There are two ways to improve the average quality of U.S.
health care. One way is to give best-practice
care to people who are currently receiving less
than best-practice care (e.g., to ensure that
all heart-attack patients take beta blockers
after they are released from the hospital). The
other way is to improve best-practice care by
shifting the technological frontier (e.g., to
develop new ways to monitor, treat, and even
prevent heart disease). This study indicates
that the development and use of new medical
goods and services, which shift the
technological frontier, have been responsible
for many recent gains in the health and
longevity of Americans.
SUMMARY OF FINDINGS
Variation in Life Expectancy Gains
• From 1991 to 2004, nationwide, life expectancy at birth
increased 2.33 years; life expectancy at age 65
increased by 1.29 years.
• The states with the largest increases in life expectancy
were the District of Columbia (5.7 years), New
York (4.3 years), California (3.4 years), New
Jersey (3.3 years), and Illinois (3.0 years).
• The states with the smallest increases in life expectancy
were Oklahoma (0.3 years), Tennessee (0.8
years), Utah (0.9 years), Alabama (1.0 years),
and West Virginia (1.0 years).
• In the eight states with the smallest increases, life
expectancy increased by 0.31–1.16 years. In the
eight states with the largest increases, life
expectancy increased by 2.60–4.33 years.
Factors Affecting Life Expectancy
• Growth in obesity and, interestingly, growth in income were
both inversely related to (and presumably
reduced) the growth in life expectancy.
• If obesity and income had not increased, life expectancy at
birth would have increased by 3.88 years from
1991 to 2004, instead of the actual 2.33-year
increase. Thus, 3.88 years is the “potential
increase in life expectancy at birth.”
• Of the 3.88-year potential increase in life expectancy at
birth, medical innovation (i.e., the increase in
Medicaid and Medicare drug vintage) accounted
for 2.43 years (63%). The declines in AIDS
incidence and smoking accounted for 0.23 and
0.12 years (6% and 3%), respectively. About 1.1
years (28%) of the potential increase in life
expectancy at birth is unexplained.
• If obesity and income had not increased, life expectancy at
age 65 would have increased by 2.15 years from
1991 to 2004, instead of the actual 1.29-year
increase. Thus, 2.15 years is the “potential
increase in life expectancy at age 65.”
• Of the 2.15-year potential increase in life expectancy at
age 65, medical innovation (i.e., the increase
in Medicaid and Medicare drug vintage) accounted
for 1.19 years (55%). The declines in AIDS
incidence and smoking accounted for 0.07 and
0.12 years (3% and 5%), respectively. About 0.8
years (36%) of the potential increase in life
expectancy at age 65 is unexplained.
Medical Expenditure Impact
• Increases in income, education, smoking, and the incidence
of AIDS tend to increase per-capita medical
expenditure; expanded health coverage reduces
it.
• States that had the greatest increase in drug vintage did
not experience above-average increases in
overall medical expenditure.

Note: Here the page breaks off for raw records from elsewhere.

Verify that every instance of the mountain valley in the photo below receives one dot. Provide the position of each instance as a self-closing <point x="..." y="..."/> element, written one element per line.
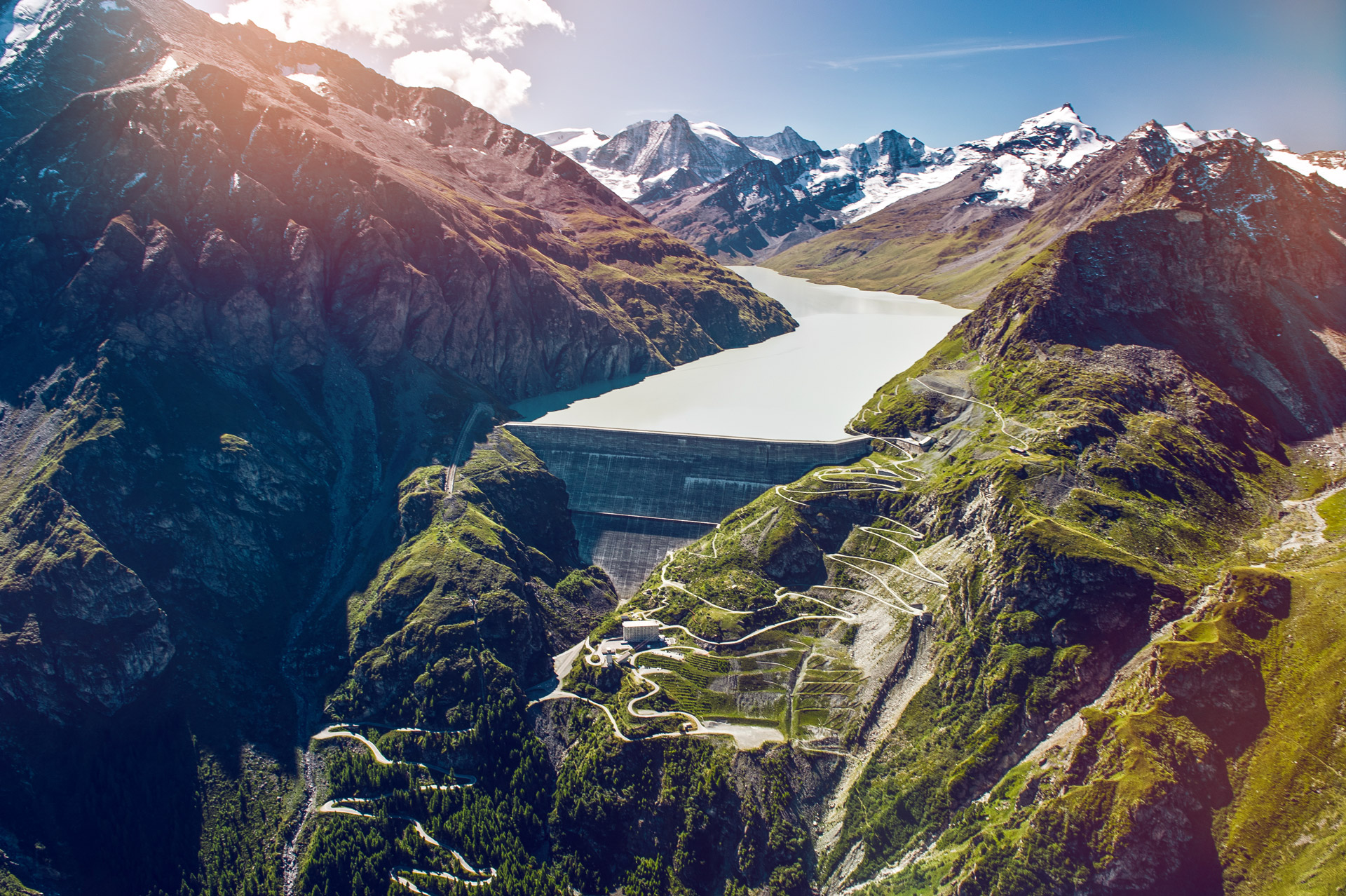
<point x="288" y="606"/>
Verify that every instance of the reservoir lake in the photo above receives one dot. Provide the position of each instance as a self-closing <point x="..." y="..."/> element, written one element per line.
<point x="804" y="385"/>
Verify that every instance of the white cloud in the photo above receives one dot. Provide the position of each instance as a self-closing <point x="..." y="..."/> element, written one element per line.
<point x="384" y="22"/>
<point x="503" y="27"/>
<point x="481" y="81"/>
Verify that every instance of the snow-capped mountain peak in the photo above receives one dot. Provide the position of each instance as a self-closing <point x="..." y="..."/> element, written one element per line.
<point x="576" y="143"/>
<point x="669" y="155"/>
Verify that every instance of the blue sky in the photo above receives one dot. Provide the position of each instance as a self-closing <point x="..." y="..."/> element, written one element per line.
<point x="841" y="70"/>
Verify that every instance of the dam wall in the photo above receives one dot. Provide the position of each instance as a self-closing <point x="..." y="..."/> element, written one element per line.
<point x="636" y="496"/>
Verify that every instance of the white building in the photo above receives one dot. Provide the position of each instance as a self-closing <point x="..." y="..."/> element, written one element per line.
<point x="641" y="631"/>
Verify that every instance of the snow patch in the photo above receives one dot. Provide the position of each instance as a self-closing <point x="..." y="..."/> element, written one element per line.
<point x="576" y="143"/>
<point x="1306" y="167"/>
<point x="1011" y="182"/>
<point x="879" y="194"/>
<point x="623" y="184"/>
<point x="714" y="133"/>
<point x="308" y="76"/>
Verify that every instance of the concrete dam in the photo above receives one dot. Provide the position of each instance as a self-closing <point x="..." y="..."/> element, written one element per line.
<point x="636" y="496"/>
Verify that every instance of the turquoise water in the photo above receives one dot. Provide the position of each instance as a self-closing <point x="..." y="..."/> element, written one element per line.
<point x="804" y="385"/>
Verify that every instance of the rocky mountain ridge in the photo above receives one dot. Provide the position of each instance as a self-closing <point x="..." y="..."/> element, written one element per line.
<point x="669" y="155"/>
<point x="953" y="243"/>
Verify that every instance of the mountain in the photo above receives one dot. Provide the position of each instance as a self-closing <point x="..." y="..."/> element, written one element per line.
<point x="251" y="288"/>
<point x="758" y="213"/>
<point x="956" y="241"/>
<point x="669" y="155"/>
<point x="1080" y="641"/>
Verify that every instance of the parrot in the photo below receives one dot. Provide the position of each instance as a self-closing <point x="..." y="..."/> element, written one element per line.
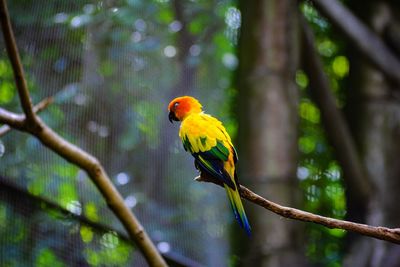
<point x="209" y="143"/>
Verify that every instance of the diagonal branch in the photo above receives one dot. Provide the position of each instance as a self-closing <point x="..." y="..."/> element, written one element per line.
<point x="37" y="108"/>
<point x="367" y="42"/>
<point x="383" y="233"/>
<point x="15" y="59"/>
<point x="34" y="125"/>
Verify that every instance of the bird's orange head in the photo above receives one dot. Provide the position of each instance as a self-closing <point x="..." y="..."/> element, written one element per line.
<point x="181" y="107"/>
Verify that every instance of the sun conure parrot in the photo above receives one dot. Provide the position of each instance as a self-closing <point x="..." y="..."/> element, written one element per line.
<point x="207" y="140"/>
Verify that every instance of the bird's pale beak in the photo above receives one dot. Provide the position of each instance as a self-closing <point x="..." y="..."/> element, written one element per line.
<point x="172" y="117"/>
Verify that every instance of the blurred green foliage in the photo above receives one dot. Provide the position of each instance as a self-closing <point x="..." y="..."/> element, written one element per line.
<point x="112" y="67"/>
<point x="319" y="173"/>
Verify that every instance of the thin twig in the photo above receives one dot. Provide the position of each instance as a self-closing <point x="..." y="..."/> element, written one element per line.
<point x="367" y="42"/>
<point x="383" y="233"/>
<point x="37" y="108"/>
<point x="15" y="59"/>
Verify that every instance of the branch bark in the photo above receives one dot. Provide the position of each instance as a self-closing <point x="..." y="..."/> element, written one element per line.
<point x="15" y="59"/>
<point x="333" y="120"/>
<point x="368" y="43"/>
<point x="32" y="124"/>
<point x="36" y="109"/>
<point x="378" y="232"/>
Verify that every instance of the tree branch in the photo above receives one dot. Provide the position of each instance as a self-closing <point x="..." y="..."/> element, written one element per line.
<point x="37" y="108"/>
<point x="332" y="118"/>
<point x="367" y="42"/>
<point x="383" y="233"/>
<point x="34" y="125"/>
<point x="13" y="54"/>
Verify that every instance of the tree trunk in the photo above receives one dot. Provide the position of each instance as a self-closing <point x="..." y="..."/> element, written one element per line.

While use of newer
drugs has increased some types of medical
expenditure, it has reduced other types, and the
expenditure reductions approximately offset the
expenditure increases.
• Although use of newer drugs does not appear to have
increased annual medical expenditure, it
probably has increased lifetime medical
expenditure slightly as the use of newer drugs
increased life expectancy at birth by 2.43
years. But the implied cost per life-year gained
is quite low.
Productivity Impact
• States with larger increases in Medicaid drug vintage had
faster productivity growth, conditional on
income growth and other factors.
• The increase in Medicaid drug vintage is estimated to have
increased output per employee by about 1% per
year. Much of this may be attributable to
increased hours worked per employee.